Black Soldier Flies (BSF), Hermetia illucens (Linnaeus, 1758) (Diptera, Stratiomyidae) are large flies with brownish wings and a pair of characteristic translucent pale patches (windows) on the abdomen . The larvae of this synanthropic species are very effective decomposers of an exceptionally wide range of decaying organic matter including manure, food waste, agricultural by-products, organic leachates and cadavers (including human) [2, 3, 4, 5]. Not surprisingly, the BSF have thus emerged as the dominant source of insect protein and are now utilized on large scale commercially worldwide due to its ability to convert organic matter into oil- and protein-rich feed (for a recent review see ). In nature, adult flies rarely feed but may occasionally imbibe water or honeydew. Therefore, the larvae need to accumulate enough protein and fat during the six larval stages in order to provision the females with sufficient resources for producing 500–1000 eggs  and males with sufficient energy for sperm production and mating on the wing. Commercial producers in China, Europe, South East Asia, Africa, South America and North America presently rear large numbers of larvae that are used as feed in aquaculture and poultry farms [8, 9]. Many cultures were started using ‘Phoenix Worms’ (https://phoenixworm.com/), which have been commercially available for 20 years , but the origin of many additional cultures is unknown. This is problematic because it is common for cultures to be shared without prior genotyping.
The native range of BSF is considered to be New World with the northern-most native populations being from the southwestern parts of the US (at least up to 40º N) and northern South America . However, the species is now cosmopolitan and occurs in all other tropical, many subtropical, and some temperate regions (between 46°N and 40°S) [11, 12, 13]. All the Old World populations are considered introduced. Indeed, numerous historical records from the late 19th and early 20th century document the presence of the species in the New World  while the earliest records for the other regions are considerably younger. For the Afrotropical region, it is a South African record from 1915  and several subsequent ones from Madagascar (1930s) ). The first record for the Palaearctic region is from Malta in 1926:  but by the 1960s the species was known from Spain, France and Italy [12, 16]. In Asia the first confirmed records are from the 1940s (e.g., Malaysia) no confirmed records from China until 1960 . With regard to the Australasian region, reports of H. illucens specimens from Australia collected in 1915 [16, 17] have now been revealed to be erroneous because they belong to a related species (H. pallidipes Hill, 1919) . The oldest known specimen for this conspicuous species is thus from 1948 (in Australian National Insect Collection). According to  many Pacific islands were colonized by H. illucens by the1940s. This includes Hawaii, the Solomon Islands, New Caledonia, Mariana Islands, Palau, and Guam. Overall, it is striking that many of the earliest known localities outside of the New World are on islands or close to the coast. This may indicate that worldwide trade played a major role in the spread of BSF . Introduction via shipping is likely responsible for the fast spread of the species throughout the Pacific region in the 1940s (e.g., Guam and Palau) given that the species’ arrival coincided with troop and supply movements during WWII.

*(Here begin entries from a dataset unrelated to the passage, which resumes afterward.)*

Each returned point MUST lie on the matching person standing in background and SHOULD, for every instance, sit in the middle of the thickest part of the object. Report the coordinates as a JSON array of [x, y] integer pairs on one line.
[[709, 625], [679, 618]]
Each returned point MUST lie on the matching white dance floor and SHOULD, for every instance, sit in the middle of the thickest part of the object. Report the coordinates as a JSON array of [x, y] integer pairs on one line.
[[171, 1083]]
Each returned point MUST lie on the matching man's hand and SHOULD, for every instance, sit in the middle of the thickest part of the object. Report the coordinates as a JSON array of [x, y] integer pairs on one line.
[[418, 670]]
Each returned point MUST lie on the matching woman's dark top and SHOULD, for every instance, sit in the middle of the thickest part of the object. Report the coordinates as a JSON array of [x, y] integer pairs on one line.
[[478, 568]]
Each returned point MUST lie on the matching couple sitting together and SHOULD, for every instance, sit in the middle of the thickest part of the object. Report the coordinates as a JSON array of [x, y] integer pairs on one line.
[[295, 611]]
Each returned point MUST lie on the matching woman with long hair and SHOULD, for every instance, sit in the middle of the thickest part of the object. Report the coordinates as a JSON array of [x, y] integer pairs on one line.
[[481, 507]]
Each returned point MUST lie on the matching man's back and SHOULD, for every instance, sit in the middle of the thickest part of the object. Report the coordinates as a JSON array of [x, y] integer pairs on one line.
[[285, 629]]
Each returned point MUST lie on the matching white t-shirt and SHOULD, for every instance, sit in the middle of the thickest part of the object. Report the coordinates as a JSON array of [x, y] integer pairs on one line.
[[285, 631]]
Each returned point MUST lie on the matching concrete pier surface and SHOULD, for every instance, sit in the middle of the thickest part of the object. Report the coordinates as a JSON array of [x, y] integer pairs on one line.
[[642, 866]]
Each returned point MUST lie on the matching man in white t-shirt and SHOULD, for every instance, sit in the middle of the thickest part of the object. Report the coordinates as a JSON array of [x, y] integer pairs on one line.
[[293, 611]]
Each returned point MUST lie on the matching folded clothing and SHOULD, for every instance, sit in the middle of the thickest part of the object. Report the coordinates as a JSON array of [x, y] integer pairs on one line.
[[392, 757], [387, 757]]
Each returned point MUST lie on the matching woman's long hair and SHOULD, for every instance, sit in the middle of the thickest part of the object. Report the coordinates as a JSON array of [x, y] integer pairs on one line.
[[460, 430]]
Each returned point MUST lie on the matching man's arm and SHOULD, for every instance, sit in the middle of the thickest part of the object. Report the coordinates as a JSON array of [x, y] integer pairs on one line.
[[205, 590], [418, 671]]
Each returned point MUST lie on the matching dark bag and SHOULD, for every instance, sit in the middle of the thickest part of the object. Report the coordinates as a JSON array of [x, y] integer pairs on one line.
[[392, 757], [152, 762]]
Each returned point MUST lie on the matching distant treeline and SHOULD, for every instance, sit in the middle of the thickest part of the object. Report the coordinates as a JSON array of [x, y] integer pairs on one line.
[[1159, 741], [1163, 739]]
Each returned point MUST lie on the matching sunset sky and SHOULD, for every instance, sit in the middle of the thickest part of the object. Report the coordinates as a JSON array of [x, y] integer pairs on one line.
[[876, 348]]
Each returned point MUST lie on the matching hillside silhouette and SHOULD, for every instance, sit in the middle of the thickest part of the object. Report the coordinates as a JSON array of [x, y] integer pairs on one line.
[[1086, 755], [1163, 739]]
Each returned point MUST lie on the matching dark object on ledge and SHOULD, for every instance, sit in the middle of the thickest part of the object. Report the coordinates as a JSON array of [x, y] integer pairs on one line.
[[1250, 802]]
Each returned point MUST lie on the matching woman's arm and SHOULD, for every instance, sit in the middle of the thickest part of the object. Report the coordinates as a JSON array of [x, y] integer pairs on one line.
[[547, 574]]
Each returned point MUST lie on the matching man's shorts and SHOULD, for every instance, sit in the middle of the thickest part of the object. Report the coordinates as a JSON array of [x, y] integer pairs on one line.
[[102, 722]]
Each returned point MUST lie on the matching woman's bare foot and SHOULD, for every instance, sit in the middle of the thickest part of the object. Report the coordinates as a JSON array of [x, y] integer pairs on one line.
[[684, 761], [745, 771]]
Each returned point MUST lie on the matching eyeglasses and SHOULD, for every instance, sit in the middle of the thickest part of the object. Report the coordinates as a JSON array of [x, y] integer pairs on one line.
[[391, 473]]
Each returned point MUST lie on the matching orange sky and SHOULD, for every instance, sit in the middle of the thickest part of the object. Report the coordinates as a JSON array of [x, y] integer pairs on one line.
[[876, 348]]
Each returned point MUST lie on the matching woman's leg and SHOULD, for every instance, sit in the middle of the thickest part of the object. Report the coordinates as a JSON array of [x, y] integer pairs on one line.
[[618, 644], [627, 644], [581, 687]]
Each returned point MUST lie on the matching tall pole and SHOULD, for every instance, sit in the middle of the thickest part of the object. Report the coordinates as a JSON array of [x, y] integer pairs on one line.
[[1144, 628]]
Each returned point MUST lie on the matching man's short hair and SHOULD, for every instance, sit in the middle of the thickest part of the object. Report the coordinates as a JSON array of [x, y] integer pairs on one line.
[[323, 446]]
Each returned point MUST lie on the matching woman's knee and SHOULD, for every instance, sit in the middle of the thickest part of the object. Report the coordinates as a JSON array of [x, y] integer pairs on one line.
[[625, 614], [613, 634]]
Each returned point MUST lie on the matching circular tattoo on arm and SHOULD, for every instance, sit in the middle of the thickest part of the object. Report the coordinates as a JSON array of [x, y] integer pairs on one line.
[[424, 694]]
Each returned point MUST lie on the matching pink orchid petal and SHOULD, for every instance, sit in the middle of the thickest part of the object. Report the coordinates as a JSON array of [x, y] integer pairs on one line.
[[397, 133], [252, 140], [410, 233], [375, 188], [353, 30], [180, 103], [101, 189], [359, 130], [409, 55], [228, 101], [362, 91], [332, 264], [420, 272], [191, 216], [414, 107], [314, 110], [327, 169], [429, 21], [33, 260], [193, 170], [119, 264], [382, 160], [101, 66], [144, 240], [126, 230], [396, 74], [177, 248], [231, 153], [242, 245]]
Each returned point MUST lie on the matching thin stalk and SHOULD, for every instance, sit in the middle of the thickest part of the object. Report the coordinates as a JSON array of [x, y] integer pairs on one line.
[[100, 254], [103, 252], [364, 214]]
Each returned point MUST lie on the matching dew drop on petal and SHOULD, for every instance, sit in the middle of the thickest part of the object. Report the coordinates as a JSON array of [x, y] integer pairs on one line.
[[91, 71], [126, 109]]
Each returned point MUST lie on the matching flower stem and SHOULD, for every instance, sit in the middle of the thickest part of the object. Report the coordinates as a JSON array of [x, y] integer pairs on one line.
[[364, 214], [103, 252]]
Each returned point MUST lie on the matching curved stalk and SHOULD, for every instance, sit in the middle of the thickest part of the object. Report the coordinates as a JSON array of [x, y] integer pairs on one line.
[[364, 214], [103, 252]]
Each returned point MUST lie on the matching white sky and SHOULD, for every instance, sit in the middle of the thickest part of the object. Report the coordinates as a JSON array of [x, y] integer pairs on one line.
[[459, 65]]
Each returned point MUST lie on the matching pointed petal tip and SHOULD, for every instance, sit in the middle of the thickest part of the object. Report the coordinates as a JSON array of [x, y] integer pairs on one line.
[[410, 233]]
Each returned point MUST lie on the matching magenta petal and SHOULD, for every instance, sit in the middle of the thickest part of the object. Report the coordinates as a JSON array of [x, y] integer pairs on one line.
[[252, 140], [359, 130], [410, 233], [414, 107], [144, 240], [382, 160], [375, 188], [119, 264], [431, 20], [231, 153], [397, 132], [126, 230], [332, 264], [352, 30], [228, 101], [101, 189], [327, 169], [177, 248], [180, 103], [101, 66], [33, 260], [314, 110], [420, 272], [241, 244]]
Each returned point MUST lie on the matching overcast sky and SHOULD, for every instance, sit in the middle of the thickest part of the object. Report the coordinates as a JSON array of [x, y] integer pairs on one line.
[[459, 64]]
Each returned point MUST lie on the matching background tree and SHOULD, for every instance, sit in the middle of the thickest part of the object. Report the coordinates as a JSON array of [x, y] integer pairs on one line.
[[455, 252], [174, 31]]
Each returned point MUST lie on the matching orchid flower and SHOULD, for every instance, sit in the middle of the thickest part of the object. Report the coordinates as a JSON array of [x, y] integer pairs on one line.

Upon closer study, species with exceptionally large distributions are frequently revealed to consist of species complexes, or, to comprise several evolutionary significant units that deserve recognition in order to protect their genetic integrity [19, 20, 21]. Fragmentary evidence has been emerging that BSF may be such a species. For example, a regional study of mitochondrial cytochrome c oxidase I (COI) barcode variability in South Korea  revealed 10 highly diverged haplotypes. If confirmed for the populations and cultures worldwide, such high genetic diversity would have considerable implications for scientific research and commercial use of the species. For example, it took decades until genotyping revealed the presence of several species in widely used experimental cultures of leeches in the genus Helobdella. By the time of discovery, the lack of timely genotyping had done serious harm to the scientific literature because results had been filed under incorrect scientific names . One year later, similar problems were discovered for a “medical device”, the medicinal leech Hirudo medicinalis. Many leeches used for medical purposes were revealed to belong to species that were not approved for commercial use . Yet, BSF captive cultures used for scientific or commercial purposes still use flies that have not been genotyped and very little is known about the genetic diversity of the species worldwide. We here carry out a first systematic survey across the species’ current range. We compare the genetic diversity of wild-caught flies with samples obtained from cultures maintained for academic or commercial purposes. In addition to mitochondrial data, we assess the genetic diversity for two fast-evolving nuclear markers (ITS2 and a loop region of 28S rDNA; [25, 26]. Lastly, we test whether two cultures with high genetic divergence for COI are reproductively compatible.